Au-delà de la définition formelle de la démocratie – le pouvoir du peuple –, qu’est-ce qu’une démocratie véritable ? Julien Rabachou propose un diagnostic de la pratique politique française et signale qu’elle s’éloigne, malgré les apparences, du sens authentique de la démocratie.
Etymologiquement, la démocratique signifie, comme chacun sait, le pouvoir du peuple. Mais au-delà de cette définition purement formelle, qu’est-ce qui fait une démocratie véritable ? Partant d’une distinction fondamentale entre un sens purement abstrait de la démocratie, renvoyant simplement au système électoral, et un sens concret, renvoyant à l’authentique exercice démocratique impliquant échange d’idées et action publique véritablement commune, Julien Rabachou propose un diagnostic de la pratique politique française et signale qu’elle s’éloigne, malgré les apparences, du sens authentique de la démocratie.

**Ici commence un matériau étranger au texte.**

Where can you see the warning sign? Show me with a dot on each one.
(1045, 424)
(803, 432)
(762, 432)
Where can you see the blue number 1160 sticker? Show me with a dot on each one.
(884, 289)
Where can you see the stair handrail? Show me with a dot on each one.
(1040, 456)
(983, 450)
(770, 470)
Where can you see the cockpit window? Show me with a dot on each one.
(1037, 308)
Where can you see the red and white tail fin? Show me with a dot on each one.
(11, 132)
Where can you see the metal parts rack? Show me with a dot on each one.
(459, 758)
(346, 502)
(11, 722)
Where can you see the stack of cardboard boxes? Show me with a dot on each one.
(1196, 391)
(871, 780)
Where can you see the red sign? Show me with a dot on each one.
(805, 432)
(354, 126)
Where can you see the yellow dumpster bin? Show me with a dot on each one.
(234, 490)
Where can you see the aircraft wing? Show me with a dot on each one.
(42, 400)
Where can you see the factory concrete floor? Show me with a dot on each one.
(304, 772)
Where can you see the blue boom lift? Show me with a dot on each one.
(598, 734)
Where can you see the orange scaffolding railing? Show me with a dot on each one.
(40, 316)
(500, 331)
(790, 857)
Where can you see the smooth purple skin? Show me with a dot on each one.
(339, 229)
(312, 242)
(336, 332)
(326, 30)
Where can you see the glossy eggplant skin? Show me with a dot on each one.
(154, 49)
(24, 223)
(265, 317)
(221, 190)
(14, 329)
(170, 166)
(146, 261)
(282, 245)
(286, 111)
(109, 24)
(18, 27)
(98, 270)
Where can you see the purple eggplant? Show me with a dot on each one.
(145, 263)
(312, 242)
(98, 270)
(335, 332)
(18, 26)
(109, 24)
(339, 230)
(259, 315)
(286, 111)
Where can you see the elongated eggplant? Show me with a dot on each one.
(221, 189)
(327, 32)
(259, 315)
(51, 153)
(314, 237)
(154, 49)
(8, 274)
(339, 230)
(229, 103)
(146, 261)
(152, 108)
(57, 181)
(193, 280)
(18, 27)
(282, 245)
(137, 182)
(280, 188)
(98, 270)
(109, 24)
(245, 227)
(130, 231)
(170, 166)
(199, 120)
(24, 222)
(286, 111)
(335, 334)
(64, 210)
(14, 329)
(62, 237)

Il y a certes un décalage inévitable entre le modèle théorique qu’est le régime démocratique et la pratique politique réelle, et on pourrait à la limite affirmer qu’il n’existe pas, en ce sens, de démocratie complète. Reste qu’il est possible de dégager, en ce qui concerne la pratique politique française et européenne, une exigence de démocratisation, à rebours du mouvement de présidentialisation (qui tend à donner davantage de pouvoir à un seul homme) et de médiatisation du débat public (débat public qui semble ainsi perdre toute teneur idéologique) que la France connaît actuellement.
Le problème fondamental de toute démocratie tient à la question de la représentation. La taille des nations modernes empêche l’exercice direct du pouvoir par le peuple et exige l’élection de représentants de celui-ci. Au-delà du problème classique de la représentation qu’est l’impossibilité d’une coïncidence absolue entre volonté populaire et action des représentants, la question qui se pose est de savoir dans quelle mesure les citoyens conservent ou non une influence réelle sur les décisions politiques.
Or l’évolution actuelle de la démocratie en France semble se caractériser avant tout par une restriction de l’influence des citoyens. D’un point de vue institutionnel, cette restriction s’explique par la mutation souterraine qu’a constitué le passage au quinquennat ; d’un point de vue sociologique, elle est la résultante d’une conjonction d’évolutions de fond telles que la « peoplisation » du personnel politique ou la réduction de la représentation à l’image privée de toute profondeur dont le « berlusconisme » constitue en Italie la manifestation paroxystique.
Comment retrouver l’exigence démocratique ? L’idée de « démocratie participative », timidement avancée lors de l’élection présidentielle de 2007, doit, sous une forme ou sous une autre, réapparaître et être approfondie. Il s’agit de solliciter en permanence la participation citoyenne aux grands débats, et non pas seulement à l’occasion des grands rendez-vous électoraux. La démocratisation doit apparaître comme une priorité absolue pour notre pays et passer aussi par des changements institutionnels profonds et durables, impliquant de revenir sur l’inversion du calendrier électoral de 2002, voire de remettre en question l’élection présidentielle au suffrage universel.
Aux citoyens de s’intéresser aux affaires de leur pays ; aux représentants de permettre cet engagement. La portée du droit de vote reste virtuelle tant que l’exercice de la citoyenneté reste lui-même abstrait et coupé des décisions politiques concrètes.